A título principal, a Requerente considera que apresentou, em tempo, o pedido de anulação da DAV porque, de acordo com a al. d) do n.º 3 do artigo 21.º do CISV, a DAV pode ser anulada com fundamento em destruição total, devida a caso fortuito ou de força maior ou transformação do veículo em sucata sob controlo aduaneiro, livre de ónus ou encargos de qualquer natureza para o erário público, antes de pago ou garantido o imposto. Tendo o facto gerador de imposto ocorrido após o termo em 11/01/2019 do prazo de três anos de suspensão, o pedido de anulação da DAV foi pedido de anulação foi apresentado antes de terminar o prazo de 20 dias úteis, previstos no n.º 1 do artigo 19.º.

Ademais, não deve prevalecer o alegado quanto à inspeção porque esta ocorreu após a apresentação do pedido de anulação da DAV.

 

Em sentido contrário, a Requerida defende que tal deveria ter sido requerido no decorrer do período de suspensão do imposto já que ocorrido o termo final do prazo para apuramento de regime não se reinicia um novo prazo de 20 dias úteis para a apresentação de nova DAV. Por outro lado, a realização da inspeção afasta a possibilidade de anulação da DAV com o fundamento previsto na al. a) do n.º 3 do artigo 21.º do CISV.

 

Vejamos.

 

O artigo 21.º do CISV, com a epigrafe “Registo e anulação das declarações”, estabelece que:

“1 – As alfândegas devem proceder ao registo numérico da DAV na data da sua apresentação ou, quando tal se revele impossível, no dia útil seguinte.

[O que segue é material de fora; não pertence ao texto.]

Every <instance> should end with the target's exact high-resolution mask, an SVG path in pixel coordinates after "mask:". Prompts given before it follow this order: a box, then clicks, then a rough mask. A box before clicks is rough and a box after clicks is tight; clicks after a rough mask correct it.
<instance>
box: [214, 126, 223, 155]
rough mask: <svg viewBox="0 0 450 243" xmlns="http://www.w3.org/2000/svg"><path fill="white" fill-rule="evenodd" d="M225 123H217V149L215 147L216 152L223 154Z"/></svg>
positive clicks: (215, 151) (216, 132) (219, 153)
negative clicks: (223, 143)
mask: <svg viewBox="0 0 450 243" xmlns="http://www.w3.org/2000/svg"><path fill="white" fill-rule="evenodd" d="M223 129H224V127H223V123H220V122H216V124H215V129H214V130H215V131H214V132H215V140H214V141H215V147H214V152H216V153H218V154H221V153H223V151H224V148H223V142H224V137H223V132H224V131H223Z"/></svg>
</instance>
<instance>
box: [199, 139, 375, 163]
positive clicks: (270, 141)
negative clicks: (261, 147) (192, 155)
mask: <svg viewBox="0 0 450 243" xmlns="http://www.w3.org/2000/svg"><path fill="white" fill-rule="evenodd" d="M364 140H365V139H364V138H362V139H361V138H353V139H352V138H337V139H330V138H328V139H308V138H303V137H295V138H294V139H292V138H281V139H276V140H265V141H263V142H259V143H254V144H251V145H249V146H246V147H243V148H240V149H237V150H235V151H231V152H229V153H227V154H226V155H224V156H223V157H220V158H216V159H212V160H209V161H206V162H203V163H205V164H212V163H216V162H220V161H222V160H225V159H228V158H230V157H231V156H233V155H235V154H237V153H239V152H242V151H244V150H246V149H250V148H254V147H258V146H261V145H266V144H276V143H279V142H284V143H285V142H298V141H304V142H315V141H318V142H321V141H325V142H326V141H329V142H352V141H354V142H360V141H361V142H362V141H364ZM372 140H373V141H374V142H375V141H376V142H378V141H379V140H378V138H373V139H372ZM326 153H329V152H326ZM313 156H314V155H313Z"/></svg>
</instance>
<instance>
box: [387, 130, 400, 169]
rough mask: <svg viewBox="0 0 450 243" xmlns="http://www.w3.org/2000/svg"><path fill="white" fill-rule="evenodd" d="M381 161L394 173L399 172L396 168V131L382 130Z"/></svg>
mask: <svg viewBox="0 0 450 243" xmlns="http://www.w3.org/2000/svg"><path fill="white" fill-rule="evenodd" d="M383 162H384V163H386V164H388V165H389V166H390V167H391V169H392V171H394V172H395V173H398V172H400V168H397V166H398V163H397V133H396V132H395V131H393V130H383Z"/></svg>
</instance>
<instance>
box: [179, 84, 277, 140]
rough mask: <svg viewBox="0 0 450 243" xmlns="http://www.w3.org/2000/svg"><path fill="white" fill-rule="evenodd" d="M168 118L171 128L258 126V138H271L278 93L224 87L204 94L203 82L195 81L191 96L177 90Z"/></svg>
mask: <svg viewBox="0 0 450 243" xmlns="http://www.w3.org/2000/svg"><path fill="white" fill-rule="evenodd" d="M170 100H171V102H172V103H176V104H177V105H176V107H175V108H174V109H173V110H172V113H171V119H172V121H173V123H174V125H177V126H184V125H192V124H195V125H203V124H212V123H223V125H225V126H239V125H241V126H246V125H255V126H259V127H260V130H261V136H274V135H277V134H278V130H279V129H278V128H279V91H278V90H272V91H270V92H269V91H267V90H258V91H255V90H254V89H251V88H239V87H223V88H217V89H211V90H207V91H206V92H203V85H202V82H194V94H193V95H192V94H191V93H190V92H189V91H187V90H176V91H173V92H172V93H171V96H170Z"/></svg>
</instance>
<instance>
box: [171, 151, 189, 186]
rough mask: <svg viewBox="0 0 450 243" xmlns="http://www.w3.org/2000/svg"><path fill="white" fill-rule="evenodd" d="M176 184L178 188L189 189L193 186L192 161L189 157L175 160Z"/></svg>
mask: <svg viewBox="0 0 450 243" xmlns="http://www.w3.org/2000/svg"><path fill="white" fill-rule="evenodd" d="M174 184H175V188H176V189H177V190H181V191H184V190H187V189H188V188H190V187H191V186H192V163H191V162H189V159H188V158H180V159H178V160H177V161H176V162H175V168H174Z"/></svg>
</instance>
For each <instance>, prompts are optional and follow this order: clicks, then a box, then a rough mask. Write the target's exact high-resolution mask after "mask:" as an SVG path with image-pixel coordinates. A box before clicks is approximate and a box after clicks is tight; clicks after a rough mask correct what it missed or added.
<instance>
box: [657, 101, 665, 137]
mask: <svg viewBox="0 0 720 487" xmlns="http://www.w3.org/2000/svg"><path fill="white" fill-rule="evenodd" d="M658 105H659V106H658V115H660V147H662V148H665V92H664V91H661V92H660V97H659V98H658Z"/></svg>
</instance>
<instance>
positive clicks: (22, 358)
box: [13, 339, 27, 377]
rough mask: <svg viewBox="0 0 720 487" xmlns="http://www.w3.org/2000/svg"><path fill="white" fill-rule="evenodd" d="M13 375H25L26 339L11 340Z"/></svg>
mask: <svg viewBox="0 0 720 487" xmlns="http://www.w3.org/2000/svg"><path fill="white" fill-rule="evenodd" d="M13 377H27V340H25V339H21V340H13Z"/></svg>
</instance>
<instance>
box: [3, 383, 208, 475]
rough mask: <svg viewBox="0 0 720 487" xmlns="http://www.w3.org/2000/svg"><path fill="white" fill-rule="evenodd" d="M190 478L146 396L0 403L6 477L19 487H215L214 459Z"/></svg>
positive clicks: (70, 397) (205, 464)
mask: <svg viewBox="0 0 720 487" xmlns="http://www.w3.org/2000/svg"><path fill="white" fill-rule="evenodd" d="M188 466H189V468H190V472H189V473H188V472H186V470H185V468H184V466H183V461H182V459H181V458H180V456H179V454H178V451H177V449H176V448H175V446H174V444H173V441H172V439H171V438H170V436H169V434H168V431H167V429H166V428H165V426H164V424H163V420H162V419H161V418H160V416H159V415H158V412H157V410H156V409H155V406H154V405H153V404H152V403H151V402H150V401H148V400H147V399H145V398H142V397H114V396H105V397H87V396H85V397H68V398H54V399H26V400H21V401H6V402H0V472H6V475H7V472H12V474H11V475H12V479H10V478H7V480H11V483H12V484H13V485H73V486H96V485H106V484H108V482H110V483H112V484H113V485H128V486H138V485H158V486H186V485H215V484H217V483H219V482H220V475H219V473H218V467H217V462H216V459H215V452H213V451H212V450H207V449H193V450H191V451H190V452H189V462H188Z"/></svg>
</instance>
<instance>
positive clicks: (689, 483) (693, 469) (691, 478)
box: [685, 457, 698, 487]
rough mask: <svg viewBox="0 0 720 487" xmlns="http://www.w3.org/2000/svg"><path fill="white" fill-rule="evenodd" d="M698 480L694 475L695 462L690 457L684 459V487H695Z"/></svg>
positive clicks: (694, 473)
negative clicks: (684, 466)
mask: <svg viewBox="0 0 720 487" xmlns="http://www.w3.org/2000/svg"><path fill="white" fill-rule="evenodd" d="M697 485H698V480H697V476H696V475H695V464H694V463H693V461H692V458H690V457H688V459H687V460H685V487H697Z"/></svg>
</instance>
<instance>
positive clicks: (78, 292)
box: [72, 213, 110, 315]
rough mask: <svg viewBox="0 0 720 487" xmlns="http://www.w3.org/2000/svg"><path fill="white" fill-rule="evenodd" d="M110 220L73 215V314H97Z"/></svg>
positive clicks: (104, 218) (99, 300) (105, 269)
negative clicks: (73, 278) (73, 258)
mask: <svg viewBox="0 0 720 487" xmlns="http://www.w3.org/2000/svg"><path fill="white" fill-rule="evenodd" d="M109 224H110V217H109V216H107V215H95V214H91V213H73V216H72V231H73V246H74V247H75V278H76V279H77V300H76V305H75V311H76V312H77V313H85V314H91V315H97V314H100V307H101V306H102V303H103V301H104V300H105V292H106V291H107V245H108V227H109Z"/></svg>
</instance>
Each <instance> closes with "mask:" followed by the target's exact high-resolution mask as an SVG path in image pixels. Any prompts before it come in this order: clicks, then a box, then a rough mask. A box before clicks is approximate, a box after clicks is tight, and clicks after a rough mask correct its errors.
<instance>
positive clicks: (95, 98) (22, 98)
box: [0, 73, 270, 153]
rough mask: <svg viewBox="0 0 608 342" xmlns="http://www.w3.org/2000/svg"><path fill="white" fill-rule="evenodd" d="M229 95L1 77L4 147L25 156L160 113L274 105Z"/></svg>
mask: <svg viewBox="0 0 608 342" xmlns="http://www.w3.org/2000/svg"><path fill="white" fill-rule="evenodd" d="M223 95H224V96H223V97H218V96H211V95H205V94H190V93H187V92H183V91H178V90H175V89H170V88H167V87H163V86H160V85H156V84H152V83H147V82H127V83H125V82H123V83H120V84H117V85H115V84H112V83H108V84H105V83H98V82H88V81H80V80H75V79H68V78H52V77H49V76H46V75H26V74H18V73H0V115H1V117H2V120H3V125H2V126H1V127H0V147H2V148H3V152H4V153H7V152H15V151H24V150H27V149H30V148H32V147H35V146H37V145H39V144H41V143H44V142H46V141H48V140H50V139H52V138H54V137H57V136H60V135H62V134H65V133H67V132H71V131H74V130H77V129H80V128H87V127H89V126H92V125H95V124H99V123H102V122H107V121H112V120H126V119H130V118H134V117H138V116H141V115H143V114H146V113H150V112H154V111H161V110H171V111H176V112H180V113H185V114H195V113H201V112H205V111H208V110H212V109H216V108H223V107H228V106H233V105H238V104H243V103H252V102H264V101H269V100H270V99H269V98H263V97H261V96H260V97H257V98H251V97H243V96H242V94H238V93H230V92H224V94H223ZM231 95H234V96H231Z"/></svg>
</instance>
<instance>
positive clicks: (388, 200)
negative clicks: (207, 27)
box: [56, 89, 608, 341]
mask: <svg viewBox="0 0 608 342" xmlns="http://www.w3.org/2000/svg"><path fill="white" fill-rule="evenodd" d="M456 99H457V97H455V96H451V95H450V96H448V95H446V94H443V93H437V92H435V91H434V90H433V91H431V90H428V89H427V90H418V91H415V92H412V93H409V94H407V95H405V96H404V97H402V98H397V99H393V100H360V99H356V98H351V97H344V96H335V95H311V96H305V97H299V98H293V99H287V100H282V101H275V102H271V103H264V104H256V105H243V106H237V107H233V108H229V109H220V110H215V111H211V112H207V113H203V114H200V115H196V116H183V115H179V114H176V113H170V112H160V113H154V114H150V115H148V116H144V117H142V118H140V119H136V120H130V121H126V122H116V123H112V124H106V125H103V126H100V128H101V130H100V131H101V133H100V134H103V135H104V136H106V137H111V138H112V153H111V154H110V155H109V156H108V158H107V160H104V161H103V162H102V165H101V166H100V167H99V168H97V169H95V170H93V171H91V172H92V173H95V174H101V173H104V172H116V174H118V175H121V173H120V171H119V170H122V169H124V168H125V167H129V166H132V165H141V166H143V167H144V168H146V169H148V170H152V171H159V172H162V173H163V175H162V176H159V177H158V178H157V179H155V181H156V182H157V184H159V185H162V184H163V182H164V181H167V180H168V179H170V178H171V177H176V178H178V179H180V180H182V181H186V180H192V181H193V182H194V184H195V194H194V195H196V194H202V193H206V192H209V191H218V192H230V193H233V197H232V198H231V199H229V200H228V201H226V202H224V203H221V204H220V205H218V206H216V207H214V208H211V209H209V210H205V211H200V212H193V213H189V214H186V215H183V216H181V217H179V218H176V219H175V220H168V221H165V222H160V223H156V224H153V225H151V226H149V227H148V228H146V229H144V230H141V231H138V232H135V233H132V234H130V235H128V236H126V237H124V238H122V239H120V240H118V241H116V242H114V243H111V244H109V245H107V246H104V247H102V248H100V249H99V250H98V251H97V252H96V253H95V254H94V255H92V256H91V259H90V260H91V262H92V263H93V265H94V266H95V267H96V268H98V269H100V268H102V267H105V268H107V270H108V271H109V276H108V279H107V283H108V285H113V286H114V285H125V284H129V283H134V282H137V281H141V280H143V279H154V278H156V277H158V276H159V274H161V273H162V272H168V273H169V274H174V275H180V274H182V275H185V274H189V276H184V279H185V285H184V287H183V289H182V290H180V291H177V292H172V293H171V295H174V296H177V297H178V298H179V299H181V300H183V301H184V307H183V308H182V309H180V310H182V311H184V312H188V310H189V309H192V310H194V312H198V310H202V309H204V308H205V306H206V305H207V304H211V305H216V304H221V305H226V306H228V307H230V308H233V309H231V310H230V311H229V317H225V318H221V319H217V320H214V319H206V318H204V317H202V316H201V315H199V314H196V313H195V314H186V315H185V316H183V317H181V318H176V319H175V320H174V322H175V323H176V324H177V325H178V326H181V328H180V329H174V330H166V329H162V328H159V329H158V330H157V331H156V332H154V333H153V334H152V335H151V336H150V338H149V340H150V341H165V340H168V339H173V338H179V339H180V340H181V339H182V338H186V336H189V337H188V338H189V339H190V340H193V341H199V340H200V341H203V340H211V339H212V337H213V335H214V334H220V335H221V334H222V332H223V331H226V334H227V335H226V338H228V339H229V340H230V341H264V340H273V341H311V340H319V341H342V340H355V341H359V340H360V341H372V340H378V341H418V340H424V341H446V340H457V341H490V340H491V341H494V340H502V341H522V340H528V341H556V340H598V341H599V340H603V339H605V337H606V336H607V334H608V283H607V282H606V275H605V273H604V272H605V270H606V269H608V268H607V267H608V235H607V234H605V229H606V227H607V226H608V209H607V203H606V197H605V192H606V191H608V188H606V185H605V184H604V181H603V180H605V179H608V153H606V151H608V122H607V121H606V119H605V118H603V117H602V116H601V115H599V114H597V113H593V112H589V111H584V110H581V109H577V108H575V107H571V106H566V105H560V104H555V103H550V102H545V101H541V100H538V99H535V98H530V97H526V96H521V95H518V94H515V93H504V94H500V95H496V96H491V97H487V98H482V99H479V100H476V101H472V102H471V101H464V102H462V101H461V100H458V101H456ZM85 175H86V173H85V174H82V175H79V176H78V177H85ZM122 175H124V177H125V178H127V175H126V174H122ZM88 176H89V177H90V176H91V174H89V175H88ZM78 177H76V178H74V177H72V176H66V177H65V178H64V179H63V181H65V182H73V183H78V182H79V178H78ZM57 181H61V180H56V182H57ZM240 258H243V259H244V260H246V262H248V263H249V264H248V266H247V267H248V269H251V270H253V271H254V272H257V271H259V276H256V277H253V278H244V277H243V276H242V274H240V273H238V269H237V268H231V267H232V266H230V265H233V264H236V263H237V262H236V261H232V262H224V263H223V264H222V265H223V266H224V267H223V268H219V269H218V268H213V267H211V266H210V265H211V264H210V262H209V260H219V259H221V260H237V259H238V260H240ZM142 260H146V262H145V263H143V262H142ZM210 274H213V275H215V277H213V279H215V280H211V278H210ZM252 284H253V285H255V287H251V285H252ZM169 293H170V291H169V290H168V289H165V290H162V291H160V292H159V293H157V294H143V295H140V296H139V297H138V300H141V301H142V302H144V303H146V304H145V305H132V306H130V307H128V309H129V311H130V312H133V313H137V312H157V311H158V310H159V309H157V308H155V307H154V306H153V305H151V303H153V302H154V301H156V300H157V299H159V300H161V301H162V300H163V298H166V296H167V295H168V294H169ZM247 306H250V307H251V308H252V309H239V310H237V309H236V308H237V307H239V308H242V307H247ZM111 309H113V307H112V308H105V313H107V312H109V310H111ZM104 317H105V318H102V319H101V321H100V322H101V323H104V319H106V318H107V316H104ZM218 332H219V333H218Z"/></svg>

2 — Pode haver lugar a anulação da DAV já registada antes de pago ou garantido o imposto, a pedido do interessado, quando se comprove que um veículo foi erradamente declarado para um determinado regime fiscal ou que, na sequência de circunstâncias especiais, deixou de se justificar a sujeição a esse regime.

3 – A DAV apresentada por operadores registados e reconhecidos pode ser anulada antes de pago ou garantido o imposto com os seguintes fundamentos:

a) exportação, comprovada por documento administrativo único com carimbo de saída efetiva, ou expedição, comprovada por declaração de expedição;

b) afetação ao regime de admissão temporária por venda a missões diplomáticas e consulares de carreiras acreditadas em Portugal e respetivos funcionários;

b) afetação ao regime de admissão temporária por venda a missões diplomáticas e consulares de carreiras acreditadas em Portugal e respetivos funcionários;

c) venda do veículo a pessoa que transfira a sua residência habitual de Portugal para outro país, com atribuição de matrícula de expedição ou exportação;

d) destruição total, devida a caso fortuito ou de força maior, ou transformação do veículo em sucata sob controlo aduaneiro, livre de ónus ou encargos de qualquer natureza para o erário público;

e) abandono a favor da fazenda pública, livre de ónus ou encargos de qualquer natureza para o erário público, ou declaração de perda do veículo proferida por autoridade judicial ou administrativa;

f) furto ou roubo do veículo, devidamente participado às autoridades policiais, sem que o automóvel tenha sido encontrado e restituído ao seu proprietário no prazo de seis meses, e desde que se comprove o cancelamento da matrícula;

g) declaração indevida por duplicação da DAV.

4 – Não há lugar à anulação da DAV quando a Direção-Geral das Alfândegas e dos Impostos Especiais sobre o Consumo tenha previamente informado o interessado da intenção de proceder a uma inspeção do veículo ou da documentação apresentada, ou depois de lhe ter sido atribuída matrícula nacional.

5 – A anulação da DAV previamente registada não prejudica a responsabilização penal ou contraordenacional pela prática de infrações tributárias.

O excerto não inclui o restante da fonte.